Cassidy reviewed the notebook distributed to the council members. She stated that the first section of the notebook contains information about the committee and directed the council’s attention to the schedule. The schedule of planned meetings is listed for the fall, but council members were asked to hold all Mondays between 3:00 – 5:00 p.m. in case additional meetings need to be scheduled. Members will receive an agenda prior to each scheduled meeting. Also, the subcommittee assignments and dates that the program reviews will be discussed are in this section of the notebook.
Cassidy said that the background information section of the notebook contains reference materials that should be particularly helpful to new subcommittee members, and this information should be reviewed prior to reading the program review documents. The IBHE focus statement was developed by the IBHE during the PQP years. Essentially, the Illinois Commitment has replaced the focus statement.
The IBHE has indicated respect for what is going on on-campus regarding the program review process. This is good because the oversight of our programs is kept on campus.
Cassidy turned to the guidelines section that contains the program review calendar and review formats. The format should be referred to as you read the reviews. Several years ago the program review format was revised to try and eliminate redundancy. The program review format now contains a departmental section where the departments report on resources, faculty, contributions to the university mission and Illinois Commitment, and effective practices. In spring 2006 the APC made some recommendations for changes in the review format, but those recommendations are not reflected in this format because the format was distributed to departments in fall 2005. Those changes will appear in the format that is used next year. The center review format is also in this section of the notebook. You will notice that it is an abbreviated format in comparison to the program review format. We might want to look at this format and see if we need to change it.

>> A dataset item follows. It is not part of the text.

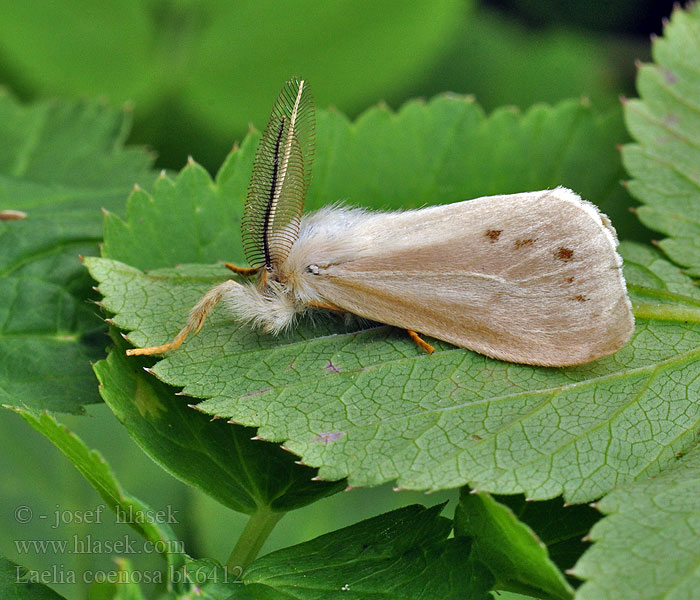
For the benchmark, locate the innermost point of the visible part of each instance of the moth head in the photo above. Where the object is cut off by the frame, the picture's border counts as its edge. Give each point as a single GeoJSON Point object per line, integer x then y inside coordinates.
{"type": "Point", "coordinates": [280, 179]}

The data section contains data from the Office of Institutional Research for all programs in the university. You also have data in your packets assigned to your subcommittee, and the subcommittee chairs have additional data that can be referenced by subcommittee members. Reynolds asked what date was used to generate the enrollment figures. House replied these data are generated on the tenth day of classes.
Cassidy stated that after this meeting, the subcommittee chairs would like to meet with their subcommittees. Please stay for a few minutes after the meeting adjourns.
Alden turned to the strategic planning item on the agenda. It was clear from the time I had the interview and reviewed all the materials for this position that there was a sense that the university needed more strategic planning. There needs to be specific goals, refinement of the mission statement, and plans that could be used by the colleges to help them with their strategic plans. We should look at what direction the institution wants to move in. What is not clear to me is the way we should create a group to help with this effort. This is the first place I would come to, because you are a planning group and updating the university mission is part of the charge of this group, but your focus is on existing programs. Strategic goals should include academics as well as other units. I would like to have a discussion about the formation of a strategic planning task force. How would this group be represented, how would we include other on-campus and outside constituencies? The focus would be on the university’s strategic goals, making sure we were making progress and updating those goals over time. Any ideas about how to go about doing this would be welcomed.
Dowen said that the APC, the deans (because they know what is going on in the colleges), students, and representatives from other standing committees (UCC, GC, etc.) should be represented on the task force. Most colleges have a student advisory group, which would be a good source for obtaining student representation. The task force should have some broad representation and use the standing committee structure, but it should be broader than that. Significant alumni representation should be included. You might want to give Denise Schoenbachler a call because the College of Business has had a long experience with a Strategic Planning Council. Alden said that this is a balancing act because you want the group small enough so it can function but large enough to represent all groups. Once the task force gets moving, all people on campus would be included. What are the constituency groups we need to touch base with? I just don’t want to miss some group. Levin added that representatives from the curricular and diversity groups should be included. Williams suggested that community employers should be included, and these members could come from the advisory boards that most programs/colleges already have set up. Askins noted that SPS and operating staff should also be considered. Both of these groups have councils that represent these parties.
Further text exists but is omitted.